9. Payment allocation – Here’s another confusing one. Say you have a balance transfer on your card at some low rate, and purchases at a higher rate. The CC companies have been applying any payments to the lower interest rate first, so they could still rack up interest charges on you on the higher rate (i.e. more money for them). But now, any payments you make that are “in excess of the minimum amount” are applied to the higher rate first, and then the remainder of your balance in descending order. Notice the key phrase…in excess of the minimum amount, or payment. I like this because it will hopefully encourage people to pay more than the minimum amount, which is the ONLY way to get them paid off! So, you pay more toward the card, you’re rewarded, you pay the minimum, you’re not. This is good, though I think people shouldn’t need a reward for doing the right thing and being responsible.

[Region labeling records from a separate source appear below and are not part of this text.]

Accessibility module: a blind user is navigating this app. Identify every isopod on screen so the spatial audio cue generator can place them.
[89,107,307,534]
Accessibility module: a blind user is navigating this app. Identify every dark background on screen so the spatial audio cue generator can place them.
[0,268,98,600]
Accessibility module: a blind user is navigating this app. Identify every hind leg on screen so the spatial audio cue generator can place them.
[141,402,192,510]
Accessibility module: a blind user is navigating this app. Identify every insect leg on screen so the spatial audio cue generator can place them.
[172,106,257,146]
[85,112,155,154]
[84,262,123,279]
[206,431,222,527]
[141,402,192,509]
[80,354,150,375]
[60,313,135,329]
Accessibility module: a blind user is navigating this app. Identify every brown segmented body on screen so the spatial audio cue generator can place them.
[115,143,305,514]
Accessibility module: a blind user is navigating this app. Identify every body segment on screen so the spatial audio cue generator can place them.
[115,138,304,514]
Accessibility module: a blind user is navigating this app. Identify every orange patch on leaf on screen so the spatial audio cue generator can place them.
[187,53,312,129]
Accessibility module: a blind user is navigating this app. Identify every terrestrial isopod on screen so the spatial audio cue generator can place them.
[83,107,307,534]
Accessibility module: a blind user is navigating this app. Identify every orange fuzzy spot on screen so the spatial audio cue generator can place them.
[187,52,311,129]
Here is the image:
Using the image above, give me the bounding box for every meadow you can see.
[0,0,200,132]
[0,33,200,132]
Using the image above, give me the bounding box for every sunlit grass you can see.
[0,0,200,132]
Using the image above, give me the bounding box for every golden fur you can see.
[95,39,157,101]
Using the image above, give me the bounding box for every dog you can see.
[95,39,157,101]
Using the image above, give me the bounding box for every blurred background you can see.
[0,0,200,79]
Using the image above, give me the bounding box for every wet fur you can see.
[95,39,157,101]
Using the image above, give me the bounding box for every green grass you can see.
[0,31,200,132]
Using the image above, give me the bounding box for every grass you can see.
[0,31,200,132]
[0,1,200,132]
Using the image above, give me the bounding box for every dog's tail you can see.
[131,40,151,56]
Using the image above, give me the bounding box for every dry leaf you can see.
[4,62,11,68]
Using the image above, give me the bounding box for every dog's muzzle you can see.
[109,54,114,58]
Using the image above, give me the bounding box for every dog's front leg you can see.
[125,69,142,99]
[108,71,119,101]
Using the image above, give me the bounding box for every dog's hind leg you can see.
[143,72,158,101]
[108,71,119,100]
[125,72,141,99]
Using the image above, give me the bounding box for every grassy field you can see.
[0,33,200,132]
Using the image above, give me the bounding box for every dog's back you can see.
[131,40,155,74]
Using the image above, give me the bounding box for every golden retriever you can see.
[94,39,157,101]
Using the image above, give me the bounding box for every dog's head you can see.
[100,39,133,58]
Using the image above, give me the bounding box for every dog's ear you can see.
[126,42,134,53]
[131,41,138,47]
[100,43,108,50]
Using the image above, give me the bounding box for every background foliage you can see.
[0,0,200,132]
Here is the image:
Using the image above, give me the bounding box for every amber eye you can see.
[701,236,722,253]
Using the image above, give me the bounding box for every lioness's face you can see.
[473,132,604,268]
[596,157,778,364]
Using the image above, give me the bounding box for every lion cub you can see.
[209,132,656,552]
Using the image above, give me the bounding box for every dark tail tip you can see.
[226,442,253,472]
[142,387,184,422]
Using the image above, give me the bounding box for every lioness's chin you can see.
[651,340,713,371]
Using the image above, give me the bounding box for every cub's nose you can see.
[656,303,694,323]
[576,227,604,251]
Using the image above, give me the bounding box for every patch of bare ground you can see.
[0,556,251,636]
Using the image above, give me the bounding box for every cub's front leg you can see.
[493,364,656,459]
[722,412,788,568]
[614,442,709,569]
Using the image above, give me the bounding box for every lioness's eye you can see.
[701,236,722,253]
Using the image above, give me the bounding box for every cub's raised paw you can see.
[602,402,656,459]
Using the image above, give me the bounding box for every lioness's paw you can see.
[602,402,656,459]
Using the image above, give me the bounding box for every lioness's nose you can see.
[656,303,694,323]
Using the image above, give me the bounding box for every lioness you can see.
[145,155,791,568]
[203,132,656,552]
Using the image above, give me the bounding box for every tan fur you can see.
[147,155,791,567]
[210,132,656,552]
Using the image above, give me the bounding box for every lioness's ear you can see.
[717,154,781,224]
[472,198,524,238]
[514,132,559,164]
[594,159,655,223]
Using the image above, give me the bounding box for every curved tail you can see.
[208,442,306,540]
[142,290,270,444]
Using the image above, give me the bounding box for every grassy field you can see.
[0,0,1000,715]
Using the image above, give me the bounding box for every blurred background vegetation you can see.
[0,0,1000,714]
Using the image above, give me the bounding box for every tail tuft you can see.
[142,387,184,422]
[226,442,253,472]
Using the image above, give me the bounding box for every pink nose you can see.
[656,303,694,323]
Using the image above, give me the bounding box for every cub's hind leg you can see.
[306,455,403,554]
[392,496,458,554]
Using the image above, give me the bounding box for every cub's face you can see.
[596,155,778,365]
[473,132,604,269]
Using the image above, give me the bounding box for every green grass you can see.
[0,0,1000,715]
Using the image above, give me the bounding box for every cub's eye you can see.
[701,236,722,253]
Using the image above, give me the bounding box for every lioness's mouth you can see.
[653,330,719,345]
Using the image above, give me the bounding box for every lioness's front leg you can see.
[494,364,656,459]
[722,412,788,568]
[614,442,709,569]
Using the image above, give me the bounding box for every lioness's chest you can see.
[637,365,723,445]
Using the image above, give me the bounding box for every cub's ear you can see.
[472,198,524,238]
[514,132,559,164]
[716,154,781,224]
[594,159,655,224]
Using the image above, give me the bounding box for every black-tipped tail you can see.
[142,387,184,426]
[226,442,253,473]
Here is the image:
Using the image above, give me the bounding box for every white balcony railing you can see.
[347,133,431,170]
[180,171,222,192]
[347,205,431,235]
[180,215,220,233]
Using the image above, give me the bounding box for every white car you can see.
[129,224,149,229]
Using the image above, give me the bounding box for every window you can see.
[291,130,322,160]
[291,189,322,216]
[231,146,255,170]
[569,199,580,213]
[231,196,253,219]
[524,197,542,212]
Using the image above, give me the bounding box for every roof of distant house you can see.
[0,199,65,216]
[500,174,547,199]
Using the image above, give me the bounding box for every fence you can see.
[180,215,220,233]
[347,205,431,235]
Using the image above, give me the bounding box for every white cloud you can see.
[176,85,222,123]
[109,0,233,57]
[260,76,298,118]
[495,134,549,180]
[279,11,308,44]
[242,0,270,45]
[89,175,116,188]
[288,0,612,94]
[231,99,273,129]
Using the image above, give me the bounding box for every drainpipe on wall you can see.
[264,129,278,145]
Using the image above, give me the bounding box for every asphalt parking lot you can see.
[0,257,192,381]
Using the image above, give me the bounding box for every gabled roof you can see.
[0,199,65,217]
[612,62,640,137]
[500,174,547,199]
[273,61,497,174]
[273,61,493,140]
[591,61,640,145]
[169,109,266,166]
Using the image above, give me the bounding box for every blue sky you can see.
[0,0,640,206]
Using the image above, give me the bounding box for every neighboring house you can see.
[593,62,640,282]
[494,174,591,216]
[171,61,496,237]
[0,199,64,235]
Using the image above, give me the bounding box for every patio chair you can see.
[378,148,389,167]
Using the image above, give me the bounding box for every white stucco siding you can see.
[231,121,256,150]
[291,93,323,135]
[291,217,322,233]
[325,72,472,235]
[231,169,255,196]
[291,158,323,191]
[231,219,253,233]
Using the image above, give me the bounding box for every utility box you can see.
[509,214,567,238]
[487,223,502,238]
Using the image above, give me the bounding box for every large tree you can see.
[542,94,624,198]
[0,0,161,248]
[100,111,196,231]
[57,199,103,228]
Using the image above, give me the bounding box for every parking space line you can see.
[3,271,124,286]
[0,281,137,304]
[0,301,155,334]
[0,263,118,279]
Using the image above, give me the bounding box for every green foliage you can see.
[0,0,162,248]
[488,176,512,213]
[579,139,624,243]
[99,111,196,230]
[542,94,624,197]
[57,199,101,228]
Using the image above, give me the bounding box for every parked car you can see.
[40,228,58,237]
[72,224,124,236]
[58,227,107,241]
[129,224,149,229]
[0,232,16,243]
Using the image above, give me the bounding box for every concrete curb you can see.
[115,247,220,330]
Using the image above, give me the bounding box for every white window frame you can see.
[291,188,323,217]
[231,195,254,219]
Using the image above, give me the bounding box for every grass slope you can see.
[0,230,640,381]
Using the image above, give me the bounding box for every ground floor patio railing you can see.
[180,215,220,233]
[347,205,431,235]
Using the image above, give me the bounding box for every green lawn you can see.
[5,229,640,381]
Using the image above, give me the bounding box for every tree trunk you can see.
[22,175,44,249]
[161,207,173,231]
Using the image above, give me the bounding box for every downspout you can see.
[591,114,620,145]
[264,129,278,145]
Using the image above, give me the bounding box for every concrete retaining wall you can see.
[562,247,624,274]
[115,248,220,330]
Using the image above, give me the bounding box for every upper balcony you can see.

10. Universal default – Universal default is when CC companies raise your rates on their card because they discovered that you were late on another card. Both bills eliminate this, which is good, because it’s wrong to assume that one mistake will carry over to all of your finances.
11. Account closings – Although not covered in the Senate bill, the House bill requires that the CC companies give you 30 days notice before it closes your account. I don’t know why this matters, but I don’t see it as a hassle for anybody, so I guess it’s ok.
According to the article, most of these are addressed in the Fed’s credit card regulations which are supposed to take effect July 2010. So, is this legislation necessary then, or is it that the government (the Fed is not the government…Find out what the Fed is here), specifically congress, wants to take “credit” for the new regulations, since their approval ratings are at 35.7%?? I’ll let you think on that one for a while.
Now, while I think that, in general, the government legislates too much of our lives, I am obviously, not opposed to this legislation. This is not to say that I think the credit card companies are “the ones to blame” for all the delinquent balances out there…I mean, come on, you didn’t know when your payment was due? You had no idea what would happen if you spent over your limit? You didn’t know your credit card limit, and it’s the credit card companies fault?? No, it’s not their fault that you are in debt, but they are engaged in practices that I think are a little shady, and I am happy to see that change is coming.